Submitted to: International Soil and Water Conservation Research
Publication Type: Peer Reviewed Journal
Publication Acceptance Date: 1/12/2023
Publication Date: 1/23/2023
Citation: Fullhart, A.T., Goodrich, D.C., Meles, M.B., Oliveira, P., Almeida, C., De Araujo, J., Burns, I. 2023. Atlas of precipitation extremes for South America and Africa based on depth-duration-frequency relationships in a stochastic weather generator dataset. International Soil and Water Conservation Research. 11(4):726-742. https://doi.org/10.1016/j.iswcr.2023.01.004.

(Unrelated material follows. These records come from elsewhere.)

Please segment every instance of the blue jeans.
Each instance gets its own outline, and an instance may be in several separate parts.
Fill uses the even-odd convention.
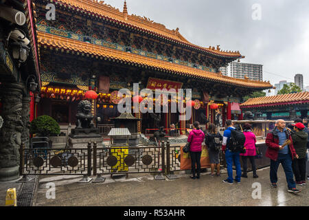
[[[295,188],[296,184],[293,179],[293,170],[292,169],[292,158],[288,153],[278,153],[278,158],[276,161],[271,160],[270,175],[271,183],[277,183],[278,181],[277,171],[278,170],[279,164],[280,164],[280,163],[282,164],[282,167],[286,174],[288,188]]]
[[[236,177],[235,179],[237,182],[240,182],[240,177],[242,176],[242,168],[240,167],[239,152],[231,152],[229,150],[225,151],[225,161],[227,166],[227,175],[229,177],[227,181],[230,183],[233,182],[233,162],[236,167]]]

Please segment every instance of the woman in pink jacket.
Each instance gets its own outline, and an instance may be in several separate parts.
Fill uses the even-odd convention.
[[[240,153],[242,160],[242,168],[243,173],[242,177],[248,178],[247,175],[247,160],[250,160],[251,163],[251,168],[253,172],[253,178],[258,178],[258,176],[256,175],[256,167],[255,162],[255,156],[256,155],[255,151],[255,143],[256,138],[255,135],[251,131],[251,125],[249,123],[246,123],[244,125],[244,135],[246,137],[246,141],[244,142],[244,147],[246,148],[245,153]]]
[[[205,133],[199,128],[200,123],[193,123],[193,130],[190,133],[187,142],[190,142],[191,170],[192,179],[200,179],[201,155],[202,153],[202,143],[204,142]],[[195,176],[195,164],[197,166],[196,177]]]

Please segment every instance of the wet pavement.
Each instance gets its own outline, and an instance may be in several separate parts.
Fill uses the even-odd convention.
[[[259,178],[253,179],[249,173],[248,179],[242,178],[240,184],[223,183],[227,174],[211,177],[203,173],[200,179],[192,179],[184,171],[177,172],[179,179],[154,180],[153,175],[129,175],[113,179],[109,175],[104,183],[78,184],[81,177],[41,177],[34,206],[309,206],[308,186],[297,186],[302,191],[293,194],[287,191],[284,173],[278,170],[277,188],[270,186],[269,168],[258,170]],[[234,173],[235,175],[235,173]],[[47,199],[46,184],[56,185],[56,198]],[[258,183],[258,184],[256,184]],[[260,199],[255,193],[255,185],[261,186]],[[260,185],[259,185],[260,184]],[[255,190],[255,191],[253,191]],[[255,199],[253,199],[253,196]]]

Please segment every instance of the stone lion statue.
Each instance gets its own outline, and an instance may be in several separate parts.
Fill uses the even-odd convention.
[[[93,116],[91,114],[91,103],[88,100],[82,100],[78,103],[76,114],[76,129],[93,129]]]
[[[245,111],[244,113],[244,120],[253,120],[253,114],[250,111]]]

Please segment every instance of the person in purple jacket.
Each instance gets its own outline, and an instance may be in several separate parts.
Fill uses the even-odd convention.
[[[251,125],[249,123],[244,124],[244,137],[246,137],[246,141],[244,144],[246,148],[246,153],[240,153],[240,156],[242,156],[243,168],[242,177],[248,178],[248,176],[247,175],[247,160],[249,159],[251,163],[252,171],[253,172],[253,178],[258,178],[258,176],[256,174],[255,161],[254,160],[254,157],[256,155],[256,138],[254,133],[251,131]]]
[[[200,123],[195,122],[193,123],[193,130],[189,133],[187,142],[190,142],[190,157],[192,179],[200,179],[201,173],[201,155],[202,154],[202,143],[204,141],[205,133],[199,128]],[[196,164],[196,176],[195,175],[195,165]]]

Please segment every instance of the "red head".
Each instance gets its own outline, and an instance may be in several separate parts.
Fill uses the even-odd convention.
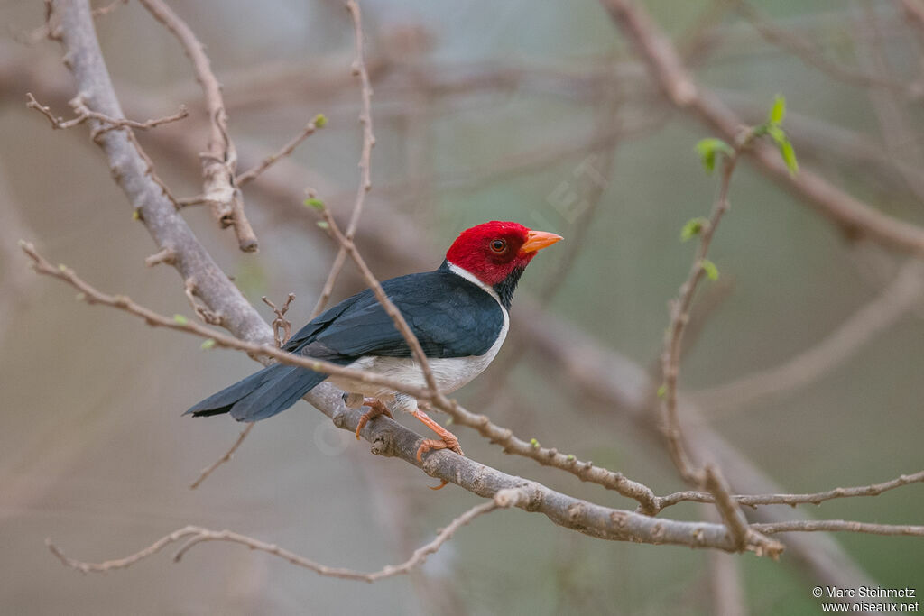
[[[519,273],[536,256],[561,236],[532,231],[518,223],[492,221],[463,231],[446,252],[446,260],[494,286]],[[516,281],[513,281],[516,285]]]

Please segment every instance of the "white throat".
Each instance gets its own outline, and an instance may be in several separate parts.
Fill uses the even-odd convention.
[[[492,297],[494,298],[494,300],[500,305],[501,308],[504,309],[504,313],[506,314],[507,310],[506,308],[504,308],[504,304],[501,304],[501,297],[500,296],[497,295],[496,291],[494,291],[492,287],[488,286],[480,280],[479,280],[478,276],[473,274],[471,272],[468,272],[468,270],[463,270],[462,268],[460,268],[458,265],[456,265],[456,263],[453,263],[452,261],[447,260],[446,263],[449,264],[450,272],[452,272],[457,276],[462,276],[469,283],[477,284],[480,288],[484,289],[488,293],[488,295],[490,295]]]

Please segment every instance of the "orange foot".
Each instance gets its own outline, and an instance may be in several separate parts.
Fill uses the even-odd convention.
[[[369,406],[369,410],[362,414],[359,417],[359,423],[356,427],[356,440],[359,440],[359,431],[366,427],[366,424],[370,420],[374,419],[380,415],[383,415],[389,419],[394,419],[391,411],[385,406],[385,405],[378,398],[364,398],[362,401],[363,406]]]
[[[431,419],[426,413],[424,413],[419,409],[414,411],[412,415],[418,419],[419,419],[421,422],[426,424],[427,428],[436,432],[437,435],[439,435],[440,437],[440,441],[437,441],[436,439],[423,440],[423,441],[420,443],[420,446],[418,447],[417,449],[418,462],[422,462],[421,458],[424,453],[435,449],[448,449],[453,452],[456,452],[459,455],[465,455],[465,453],[462,453],[462,448],[459,447],[459,440],[456,437],[455,434],[453,434],[445,428],[444,428],[440,424]],[[448,481],[443,479],[439,486],[432,487],[431,489],[440,489],[442,488],[445,488],[446,484],[448,483],[449,483]]]

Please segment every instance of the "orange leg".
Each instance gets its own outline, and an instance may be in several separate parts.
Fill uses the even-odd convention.
[[[433,449],[449,449],[456,452],[459,455],[465,455],[465,453],[462,453],[462,448],[459,447],[459,440],[456,437],[455,434],[453,434],[445,428],[444,428],[440,424],[431,419],[430,416],[428,416],[426,413],[424,413],[419,409],[414,411],[413,413],[411,413],[411,415],[413,415],[415,417],[423,422],[427,426],[427,428],[436,432],[441,439],[440,441],[437,441],[435,439],[424,439],[423,442],[421,442],[420,446],[418,447],[417,449],[418,462],[421,462],[421,456],[427,452]],[[447,483],[449,482],[444,479],[439,486],[436,486],[435,488],[431,488],[431,489],[440,489],[441,488],[444,488]]]
[[[385,405],[378,398],[364,398],[362,401],[363,406],[369,406],[369,410],[362,414],[359,417],[359,423],[356,427],[356,440],[359,440],[359,430],[365,428],[366,424],[370,420],[374,419],[380,415],[383,415],[389,419],[394,419],[391,412],[385,406]]]

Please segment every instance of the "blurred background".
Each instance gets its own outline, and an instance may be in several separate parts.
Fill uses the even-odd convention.
[[[803,168],[924,224],[924,31],[903,8],[914,0],[785,0],[756,10],[724,0],[641,4],[697,79],[747,121],[761,122],[773,96],[785,95],[784,126]],[[206,44],[225,86],[241,170],[317,114],[329,119],[247,187],[259,254],[239,252],[207,209],[184,213],[268,320],[260,296],[280,303],[295,293],[289,316],[298,326],[335,248],[301,206],[303,189],[313,187],[346,221],[359,179],[348,15],[320,0],[171,6]],[[376,274],[432,269],[456,234],[486,220],[566,238],[524,276],[505,350],[458,392],[460,402],[659,494],[683,489],[657,431],[653,389],[666,302],[693,257],[679,232],[707,215],[715,196],[716,178],[694,151],[711,131],[669,106],[596,2],[361,6],[377,145],[358,243]],[[779,562],[741,555],[729,563],[705,550],[592,539],[521,511],[478,520],[422,570],[374,585],[222,544],[178,564],[164,553],[105,575],[61,566],[46,537],[76,558],[103,561],[195,524],[371,571],[404,561],[479,499],[455,486],[432,492],[418,469],[371,454],[305,403],[259,424],[230,464],[190,490],[241,427],[181,413],[255,364],[75,302],[69,288],[28,271],[20,237],[103,291],[191,315],[176,272],[144,266],[154,245],[87,129],[53,131],[26,109],[31,91],[69,117],[74,95],[60,48],[29,42],[43,23],[41,3],[4,0],[0,22],[2,611],[710,614],[711,582],[721,579],[739,591],[746,613],[819,612],[810,596],[818,572],[790,552]],[[189,107],[189,118],[140,139],[174,194],[197,194],[207,118],[179,46],[133,2],[100,17],[97,29],[128,117]],[[845,237],[748,162],[731,200],[711,251],[721,275],[699,294],[680,383],[684,419],[700,426],[735,491],[813,492],[921,470],[918,265]],[[362,286],[347,265],[333,299]],[[552,331],[558,344],[537,345],[530,327]],[[580,360],[602,358],[612,382],[594,389]],[[635,507],[505,456],[471,430],[456,434],[484,464]],[[748,478],[756,477],[763,483]],[[804,514],[919,524],[921,511],[924,490],[911,486]],[[707,512],[687,504],[663,515]],[[818,538],[833,540],[835,572],[924,591],[920,539]]]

DOI: https://doi.org/10.1016/j.iswcr.2023.01.004

Interpretive Summary: Extreme rainfall is a major challenge for water resource management. In regions of Africa and South America, there is a lack of climate information needed to estimate the magnitude of extreme rainfall events. An atlas of distributions of extreme rainfall in Africa and South America was created to address this issue. Rainfall distributions are presented in terms of rainfall magnitude for a wide range of time windows ranging from 10 minutes to 1 year. Rare rainfall magnitudes are determined for each time window with the rarest magnitudes being one-in-five-hundred years. Given this wide range of data, a number of applications may make use of the proposed atlas, such as civil engineering projects based on design storms. The precipitation timeseries were generated with a USDA tool called CLIGEN, which was involved in a novel approach to produce the spatial data needed for mapping. Assessing the suitability of CLIGEN for modeling applications—most commonly soil erosion models—is a secondary outcome of this study. Several issues were identified that may lead to better estimation of runoff and soil erosion during extreme rainfall events. The atlas will be made freely available for potential use in a variety of applications.

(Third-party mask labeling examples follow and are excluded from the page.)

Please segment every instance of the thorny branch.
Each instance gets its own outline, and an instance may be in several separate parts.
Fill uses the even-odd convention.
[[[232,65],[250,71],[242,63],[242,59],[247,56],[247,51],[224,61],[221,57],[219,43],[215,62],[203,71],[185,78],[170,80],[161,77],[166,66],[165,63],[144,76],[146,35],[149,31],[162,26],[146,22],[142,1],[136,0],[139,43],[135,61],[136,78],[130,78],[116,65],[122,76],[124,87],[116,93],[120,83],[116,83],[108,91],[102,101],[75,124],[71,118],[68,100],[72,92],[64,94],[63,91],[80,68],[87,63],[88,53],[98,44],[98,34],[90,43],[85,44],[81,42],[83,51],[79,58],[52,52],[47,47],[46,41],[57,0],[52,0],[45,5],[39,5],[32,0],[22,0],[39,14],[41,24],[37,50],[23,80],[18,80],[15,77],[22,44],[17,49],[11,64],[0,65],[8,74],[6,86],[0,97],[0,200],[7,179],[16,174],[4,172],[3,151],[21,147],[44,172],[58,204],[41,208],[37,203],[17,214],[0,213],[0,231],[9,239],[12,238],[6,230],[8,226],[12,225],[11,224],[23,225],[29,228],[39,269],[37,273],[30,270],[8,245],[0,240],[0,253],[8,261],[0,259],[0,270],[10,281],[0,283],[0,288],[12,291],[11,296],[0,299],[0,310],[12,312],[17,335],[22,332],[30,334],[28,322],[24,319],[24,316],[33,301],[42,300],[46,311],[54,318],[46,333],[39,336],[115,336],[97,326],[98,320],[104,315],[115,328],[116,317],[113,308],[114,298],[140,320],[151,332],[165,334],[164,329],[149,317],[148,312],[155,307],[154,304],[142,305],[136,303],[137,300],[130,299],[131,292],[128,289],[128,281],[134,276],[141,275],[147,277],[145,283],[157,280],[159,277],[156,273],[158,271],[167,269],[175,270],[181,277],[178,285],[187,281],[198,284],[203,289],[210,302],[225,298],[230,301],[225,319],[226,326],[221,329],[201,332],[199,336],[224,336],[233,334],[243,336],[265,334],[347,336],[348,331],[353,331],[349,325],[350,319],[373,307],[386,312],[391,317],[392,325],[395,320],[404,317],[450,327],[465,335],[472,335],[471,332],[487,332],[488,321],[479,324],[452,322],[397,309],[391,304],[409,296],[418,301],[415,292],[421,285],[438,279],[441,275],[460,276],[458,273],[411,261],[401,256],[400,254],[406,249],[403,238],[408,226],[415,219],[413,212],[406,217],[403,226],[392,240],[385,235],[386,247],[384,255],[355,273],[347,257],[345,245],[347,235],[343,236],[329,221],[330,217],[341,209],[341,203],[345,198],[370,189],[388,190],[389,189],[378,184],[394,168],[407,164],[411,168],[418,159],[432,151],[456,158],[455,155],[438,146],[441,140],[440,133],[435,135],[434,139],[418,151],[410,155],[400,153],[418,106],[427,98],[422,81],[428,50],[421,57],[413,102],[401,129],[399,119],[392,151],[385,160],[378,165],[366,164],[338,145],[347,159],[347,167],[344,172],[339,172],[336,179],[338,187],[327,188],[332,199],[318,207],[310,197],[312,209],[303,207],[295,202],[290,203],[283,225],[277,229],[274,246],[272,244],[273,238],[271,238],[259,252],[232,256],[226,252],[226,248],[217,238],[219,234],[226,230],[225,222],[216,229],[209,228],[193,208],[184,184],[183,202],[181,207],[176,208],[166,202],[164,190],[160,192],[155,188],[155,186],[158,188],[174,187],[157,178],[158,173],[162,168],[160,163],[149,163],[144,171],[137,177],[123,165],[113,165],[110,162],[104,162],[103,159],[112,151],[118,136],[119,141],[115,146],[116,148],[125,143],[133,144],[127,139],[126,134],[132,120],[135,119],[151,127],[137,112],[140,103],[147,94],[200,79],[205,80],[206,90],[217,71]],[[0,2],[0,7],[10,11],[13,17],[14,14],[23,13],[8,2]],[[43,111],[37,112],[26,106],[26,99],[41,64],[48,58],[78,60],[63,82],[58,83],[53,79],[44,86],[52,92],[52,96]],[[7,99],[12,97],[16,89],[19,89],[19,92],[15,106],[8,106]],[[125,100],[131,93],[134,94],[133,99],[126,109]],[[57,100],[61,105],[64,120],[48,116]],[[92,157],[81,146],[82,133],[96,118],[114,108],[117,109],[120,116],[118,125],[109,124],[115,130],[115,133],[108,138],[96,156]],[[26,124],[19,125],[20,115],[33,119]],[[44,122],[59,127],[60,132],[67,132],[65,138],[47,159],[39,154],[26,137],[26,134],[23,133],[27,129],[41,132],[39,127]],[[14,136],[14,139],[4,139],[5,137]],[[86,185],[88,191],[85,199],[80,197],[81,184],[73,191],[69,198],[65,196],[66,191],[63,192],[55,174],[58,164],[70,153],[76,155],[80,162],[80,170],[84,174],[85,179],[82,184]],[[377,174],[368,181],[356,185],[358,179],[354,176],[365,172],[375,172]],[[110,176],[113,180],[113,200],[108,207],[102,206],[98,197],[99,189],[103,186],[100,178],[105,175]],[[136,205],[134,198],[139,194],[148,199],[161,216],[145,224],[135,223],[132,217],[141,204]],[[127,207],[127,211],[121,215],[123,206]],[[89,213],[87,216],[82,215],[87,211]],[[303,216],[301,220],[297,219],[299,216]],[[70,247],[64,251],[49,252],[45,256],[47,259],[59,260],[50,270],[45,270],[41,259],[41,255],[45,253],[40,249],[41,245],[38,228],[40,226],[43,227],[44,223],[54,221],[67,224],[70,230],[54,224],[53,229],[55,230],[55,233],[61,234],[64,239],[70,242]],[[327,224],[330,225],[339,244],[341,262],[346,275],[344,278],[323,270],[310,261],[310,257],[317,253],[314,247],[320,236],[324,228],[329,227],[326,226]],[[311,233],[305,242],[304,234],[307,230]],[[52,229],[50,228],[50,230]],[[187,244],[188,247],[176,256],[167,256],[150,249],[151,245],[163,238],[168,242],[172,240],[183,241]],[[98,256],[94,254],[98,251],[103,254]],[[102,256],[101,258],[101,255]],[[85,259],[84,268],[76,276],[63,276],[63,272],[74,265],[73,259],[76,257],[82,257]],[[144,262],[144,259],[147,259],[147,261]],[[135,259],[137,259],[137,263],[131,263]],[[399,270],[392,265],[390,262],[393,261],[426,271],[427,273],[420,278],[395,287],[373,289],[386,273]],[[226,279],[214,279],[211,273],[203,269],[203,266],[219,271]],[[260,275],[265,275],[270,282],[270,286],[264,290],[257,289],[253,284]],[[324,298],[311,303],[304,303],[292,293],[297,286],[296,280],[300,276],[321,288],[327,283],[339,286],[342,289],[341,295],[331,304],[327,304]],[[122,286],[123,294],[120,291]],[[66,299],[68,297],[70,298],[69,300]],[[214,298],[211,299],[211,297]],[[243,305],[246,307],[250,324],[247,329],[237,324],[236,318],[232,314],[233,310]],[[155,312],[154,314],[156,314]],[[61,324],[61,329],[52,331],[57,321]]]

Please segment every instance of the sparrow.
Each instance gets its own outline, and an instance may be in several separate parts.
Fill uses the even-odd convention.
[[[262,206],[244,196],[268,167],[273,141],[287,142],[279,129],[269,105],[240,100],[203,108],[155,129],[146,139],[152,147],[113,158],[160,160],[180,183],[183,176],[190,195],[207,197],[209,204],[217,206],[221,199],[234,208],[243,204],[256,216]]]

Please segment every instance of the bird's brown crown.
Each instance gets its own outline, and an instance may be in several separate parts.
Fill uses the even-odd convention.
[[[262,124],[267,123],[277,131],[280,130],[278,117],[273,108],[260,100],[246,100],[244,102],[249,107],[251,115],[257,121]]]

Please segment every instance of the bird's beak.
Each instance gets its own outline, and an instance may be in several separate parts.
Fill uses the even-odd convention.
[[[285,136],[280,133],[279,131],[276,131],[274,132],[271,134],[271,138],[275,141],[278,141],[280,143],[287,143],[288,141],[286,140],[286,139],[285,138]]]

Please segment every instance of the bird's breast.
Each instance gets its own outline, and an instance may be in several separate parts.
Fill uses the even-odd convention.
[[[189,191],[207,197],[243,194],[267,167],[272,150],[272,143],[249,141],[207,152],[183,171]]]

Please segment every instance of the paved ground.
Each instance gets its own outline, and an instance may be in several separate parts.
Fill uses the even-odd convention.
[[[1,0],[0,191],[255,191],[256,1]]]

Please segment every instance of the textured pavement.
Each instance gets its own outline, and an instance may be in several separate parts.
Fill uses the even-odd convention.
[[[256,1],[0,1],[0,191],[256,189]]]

Technical Abstract: Information about extreme rainfall is lacking in regions of South America and Africa. This study attempts to fill this scientific gap by use of a gridded parameterization for the stochastic weather generator, CLIGEN, to map depth-duration-frequency (DDF) relationships. Analysis of 500-year point-scale precipitation timeseries generated at each grid point allowed maps of return level depths to be produced for a selection of sixteen durations ranging from 10-min to 1-year and for nine return periods ranging from 2 to 500 years. The generalized extreme value (GEV) probability distribution was fitted for all durations, and given GEV quantiles, an interpolation method was applied to produce maps at 0.1 deg resolution that better resolve small-scale spatial climate gradients. In addition to uncertainties related to GEV fitting, this study quantifies prediction intervals based on ground validation. This validation was important for identifying biases in CLIGEN, although uncertainties were not always satisfactorily defined due to sampling design and other factors. For daily/multi-day durations, 100 stations with daily observations and >50-year records were selected for validation against the 0.1 deg CLIGEN map series, resulting in a median and average absolute error of 13% and 16%, respectively. For sub-daily durations, prediction errors were larger overall. An analogy to available U.S. data established the degree of bias in CLIGEN for sub-daily durations, and three records in Brazil with high temporal resolutions were used to confirm that applied bias adjustments resulted in error ranges similar to the daily/multi-day cases. This Atlas is freely available for study of extreme precipitation.